Flashcards in Topic 3 - Origins Of Mutation Deck (15):
In terms of heritability and evolutionary change, what is the essential difference between germ-line and somatic cells?
The germ-line cells contribute to the next generation via the production of gametes, while the somatic cells do not. Thus mutations in germ-line cells are inherited by the offspring, while mutations in somatic cells are not.
recall the enzyme that is essential to DNA replication.
What are pseudogenes?
Non-functional copies of a gene, which, if transcribed, produce an inactive protein.
Why are pseudogenes useful for studying the rate at which DNA sequences acquire mutations?
Unlike expressed and functional genes, pseudogenes do not express a product. There is therefore no selection against sequence changes in a pseudogene.
Explain misincorporation in DNA replication.
Occasionally an incorrect nucleotide is incorporated in the nascent (growing) DNA strand. This may occur purely by chance, or as a result of a chemically damaged nucleotide residue in the template strand permitting an inappropriate base pairing with the incoming nucleotide.
Why might errors in DNA replication have a more severe effect on an organism than errors in transcription or translation?
Errors in DNA replication are perpetuated through subsequent cell divisions (and indeed, where they occur in the germ line, are carried on to the next generation), whereas transcription and translation errors are not.
What might you expect the consequences to be of replacing a cytosine base with a uracil base?
Uracil (like thymine, its counterpart in DNA) pairs with adenine, and uncorrected deamination of cytosine to uracil will lead to a change from a C:G base pair to a U:A base pair in the first round of replication.
What is an apurinic site?
Where a purine base has been lost from a DNA strand.

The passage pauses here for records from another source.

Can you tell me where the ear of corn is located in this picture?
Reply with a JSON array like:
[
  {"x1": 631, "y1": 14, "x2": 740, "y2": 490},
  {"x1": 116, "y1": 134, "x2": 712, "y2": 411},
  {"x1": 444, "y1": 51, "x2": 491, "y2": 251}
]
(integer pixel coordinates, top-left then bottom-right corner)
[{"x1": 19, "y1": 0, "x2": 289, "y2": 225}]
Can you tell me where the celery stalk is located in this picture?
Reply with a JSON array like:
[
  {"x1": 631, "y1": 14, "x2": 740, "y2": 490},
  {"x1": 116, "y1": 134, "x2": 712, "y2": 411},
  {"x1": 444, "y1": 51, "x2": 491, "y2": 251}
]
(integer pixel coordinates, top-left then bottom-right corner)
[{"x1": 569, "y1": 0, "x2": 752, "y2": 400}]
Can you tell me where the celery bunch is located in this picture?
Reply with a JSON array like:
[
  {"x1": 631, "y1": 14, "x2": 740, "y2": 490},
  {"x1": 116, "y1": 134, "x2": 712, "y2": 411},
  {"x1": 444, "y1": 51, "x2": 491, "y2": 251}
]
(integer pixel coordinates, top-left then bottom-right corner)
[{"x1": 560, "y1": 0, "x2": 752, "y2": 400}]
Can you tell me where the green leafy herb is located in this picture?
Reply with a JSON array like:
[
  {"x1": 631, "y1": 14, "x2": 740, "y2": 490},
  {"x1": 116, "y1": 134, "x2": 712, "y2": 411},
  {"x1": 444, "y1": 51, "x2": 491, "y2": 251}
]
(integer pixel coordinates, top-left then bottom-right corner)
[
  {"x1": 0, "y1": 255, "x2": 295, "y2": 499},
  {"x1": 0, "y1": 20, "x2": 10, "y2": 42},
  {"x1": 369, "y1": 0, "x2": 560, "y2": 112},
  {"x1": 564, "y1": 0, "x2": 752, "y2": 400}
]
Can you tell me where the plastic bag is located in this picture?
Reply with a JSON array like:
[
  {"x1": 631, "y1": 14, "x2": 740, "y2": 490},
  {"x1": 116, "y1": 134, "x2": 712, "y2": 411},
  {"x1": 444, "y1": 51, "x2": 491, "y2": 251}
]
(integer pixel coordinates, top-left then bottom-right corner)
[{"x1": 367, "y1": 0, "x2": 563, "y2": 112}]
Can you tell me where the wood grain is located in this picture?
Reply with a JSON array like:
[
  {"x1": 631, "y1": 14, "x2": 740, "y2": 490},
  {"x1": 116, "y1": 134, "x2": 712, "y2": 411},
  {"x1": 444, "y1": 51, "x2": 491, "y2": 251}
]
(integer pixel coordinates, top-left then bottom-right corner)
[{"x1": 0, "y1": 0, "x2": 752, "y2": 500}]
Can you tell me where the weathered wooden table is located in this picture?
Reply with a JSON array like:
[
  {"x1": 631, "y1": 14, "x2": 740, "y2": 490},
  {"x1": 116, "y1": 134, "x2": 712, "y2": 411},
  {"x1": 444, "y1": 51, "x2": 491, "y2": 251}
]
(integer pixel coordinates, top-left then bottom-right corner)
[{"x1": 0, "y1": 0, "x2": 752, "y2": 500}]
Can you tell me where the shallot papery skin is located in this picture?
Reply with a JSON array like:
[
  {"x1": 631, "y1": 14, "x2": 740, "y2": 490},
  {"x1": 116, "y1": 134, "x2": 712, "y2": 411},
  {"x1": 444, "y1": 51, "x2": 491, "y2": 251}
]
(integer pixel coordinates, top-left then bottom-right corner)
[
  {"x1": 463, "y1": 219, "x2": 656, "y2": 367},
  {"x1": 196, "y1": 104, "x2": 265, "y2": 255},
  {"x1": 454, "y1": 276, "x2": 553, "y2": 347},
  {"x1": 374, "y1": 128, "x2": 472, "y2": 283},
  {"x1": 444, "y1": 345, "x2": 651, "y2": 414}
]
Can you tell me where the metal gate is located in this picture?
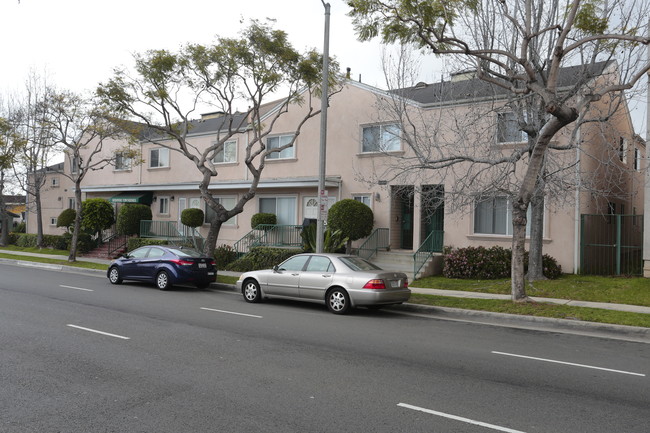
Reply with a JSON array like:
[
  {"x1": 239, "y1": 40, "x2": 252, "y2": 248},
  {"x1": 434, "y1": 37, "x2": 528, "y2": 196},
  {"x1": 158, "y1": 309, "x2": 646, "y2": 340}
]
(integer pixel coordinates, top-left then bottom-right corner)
[{"x1": 580, "y1": 215, "x2": 643, "y2": 275}]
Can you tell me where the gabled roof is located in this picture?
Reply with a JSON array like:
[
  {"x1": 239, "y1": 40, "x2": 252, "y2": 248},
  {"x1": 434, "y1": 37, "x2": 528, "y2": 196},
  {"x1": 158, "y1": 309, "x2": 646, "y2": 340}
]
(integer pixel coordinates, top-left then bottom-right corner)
[{"x1": 393, "y1": 62, "x2": 611, "y2": 105}]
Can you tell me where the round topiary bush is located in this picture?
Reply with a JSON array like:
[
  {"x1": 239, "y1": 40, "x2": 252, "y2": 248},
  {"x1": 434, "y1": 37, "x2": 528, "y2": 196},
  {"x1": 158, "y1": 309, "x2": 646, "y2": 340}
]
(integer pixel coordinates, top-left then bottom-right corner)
[
  {"x1": 181, "y1": 208, "x2": 205, "y2": 227},
  {"x1": 251, "y1": 212, "x2": 278, "y2": 229},
  {"x1": 117, "y1": 203, "x2": 153, "y2": 235},
  {"x1": 327, "y1": 199, "x2": 375, "y2": 254}
]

What effect would a single base pair deletion in an open reading frame have on the gene?
A single base pair deletion would cause a frameshift.
Explain base excision repair (BER)
The process of scanning and removal of single damaged bases or nucleotides, particularly depurinated or deaminated bases.

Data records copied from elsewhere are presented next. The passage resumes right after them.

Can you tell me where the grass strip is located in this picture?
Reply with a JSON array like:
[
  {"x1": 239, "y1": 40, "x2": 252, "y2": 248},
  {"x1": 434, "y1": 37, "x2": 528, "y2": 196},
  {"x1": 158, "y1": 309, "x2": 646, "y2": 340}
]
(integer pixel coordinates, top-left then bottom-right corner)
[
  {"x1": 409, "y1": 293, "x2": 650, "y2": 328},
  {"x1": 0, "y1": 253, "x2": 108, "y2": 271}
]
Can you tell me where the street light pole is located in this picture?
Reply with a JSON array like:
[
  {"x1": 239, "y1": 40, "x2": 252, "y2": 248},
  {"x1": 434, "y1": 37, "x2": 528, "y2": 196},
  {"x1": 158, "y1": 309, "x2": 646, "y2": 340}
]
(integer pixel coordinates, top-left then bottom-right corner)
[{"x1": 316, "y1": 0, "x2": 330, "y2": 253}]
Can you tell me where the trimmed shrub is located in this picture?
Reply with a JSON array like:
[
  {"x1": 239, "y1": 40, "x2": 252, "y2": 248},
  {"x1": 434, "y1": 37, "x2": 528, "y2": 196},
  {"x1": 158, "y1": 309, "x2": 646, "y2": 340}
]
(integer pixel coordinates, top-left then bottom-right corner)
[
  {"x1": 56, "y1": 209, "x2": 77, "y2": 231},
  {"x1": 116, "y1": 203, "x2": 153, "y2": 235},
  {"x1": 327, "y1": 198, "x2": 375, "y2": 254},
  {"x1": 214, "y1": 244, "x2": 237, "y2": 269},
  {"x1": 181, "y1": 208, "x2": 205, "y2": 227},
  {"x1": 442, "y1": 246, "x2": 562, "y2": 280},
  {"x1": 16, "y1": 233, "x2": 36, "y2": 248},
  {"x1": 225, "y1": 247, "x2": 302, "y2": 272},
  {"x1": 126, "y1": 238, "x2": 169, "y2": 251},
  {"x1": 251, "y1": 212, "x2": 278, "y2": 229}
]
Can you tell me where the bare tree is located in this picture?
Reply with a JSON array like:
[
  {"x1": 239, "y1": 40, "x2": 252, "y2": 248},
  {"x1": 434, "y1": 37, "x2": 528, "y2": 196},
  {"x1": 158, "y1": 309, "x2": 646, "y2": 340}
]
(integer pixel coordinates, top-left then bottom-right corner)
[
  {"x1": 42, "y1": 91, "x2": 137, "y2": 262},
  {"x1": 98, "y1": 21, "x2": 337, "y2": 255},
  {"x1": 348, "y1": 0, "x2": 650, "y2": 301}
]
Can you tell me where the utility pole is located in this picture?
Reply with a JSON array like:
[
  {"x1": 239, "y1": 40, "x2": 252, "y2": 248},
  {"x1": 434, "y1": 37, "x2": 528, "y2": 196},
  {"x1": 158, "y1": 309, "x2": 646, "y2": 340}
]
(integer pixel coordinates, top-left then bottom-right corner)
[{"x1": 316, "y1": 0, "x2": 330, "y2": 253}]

Explain nucleotide excision repair (NER)
A DNA repair mechanism that recognises damaged or modified bases (such as thymidine) and excises the damaged nucleotide prior to repair of the DNA molecule.

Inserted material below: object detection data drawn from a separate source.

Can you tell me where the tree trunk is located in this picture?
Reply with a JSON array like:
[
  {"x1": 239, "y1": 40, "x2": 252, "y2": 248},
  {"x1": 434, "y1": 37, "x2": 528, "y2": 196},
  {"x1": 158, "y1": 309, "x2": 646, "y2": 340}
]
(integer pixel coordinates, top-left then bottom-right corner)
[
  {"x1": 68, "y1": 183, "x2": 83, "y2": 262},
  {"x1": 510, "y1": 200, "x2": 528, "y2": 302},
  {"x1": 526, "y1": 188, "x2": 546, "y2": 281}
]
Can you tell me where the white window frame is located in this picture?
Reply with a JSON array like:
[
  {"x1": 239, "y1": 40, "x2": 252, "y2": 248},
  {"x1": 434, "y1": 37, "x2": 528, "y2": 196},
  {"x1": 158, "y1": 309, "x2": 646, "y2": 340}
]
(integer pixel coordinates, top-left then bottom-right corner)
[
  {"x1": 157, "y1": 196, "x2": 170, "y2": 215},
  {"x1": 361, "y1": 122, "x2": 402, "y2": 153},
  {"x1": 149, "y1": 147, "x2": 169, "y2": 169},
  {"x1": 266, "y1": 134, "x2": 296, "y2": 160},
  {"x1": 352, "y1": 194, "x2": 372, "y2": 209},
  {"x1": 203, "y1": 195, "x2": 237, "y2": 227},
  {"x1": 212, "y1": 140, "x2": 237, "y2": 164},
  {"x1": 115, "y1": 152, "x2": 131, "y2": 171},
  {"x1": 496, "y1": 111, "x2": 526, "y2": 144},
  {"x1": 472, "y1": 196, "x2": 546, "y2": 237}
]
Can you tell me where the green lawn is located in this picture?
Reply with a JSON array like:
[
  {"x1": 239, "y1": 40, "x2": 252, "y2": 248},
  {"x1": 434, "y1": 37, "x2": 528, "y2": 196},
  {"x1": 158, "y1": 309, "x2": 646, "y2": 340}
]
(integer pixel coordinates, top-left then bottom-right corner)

Explain mismatch repair (MMR)
A form of DNA repair that identifies mismatched bases in a DNA molecule and replaces the mismatched base with the correct base.
Explain non-homologous end-joining (NHEJ) in DNA repair
A mechanism of double-strand break repair that does not make use of sequence homology between the DNA termini that are joined.
Explain homologous end-joining in DNA repair
A mechanism of double-strand break repair that uses the double helix of a homologous chromosome to guide accurate repair.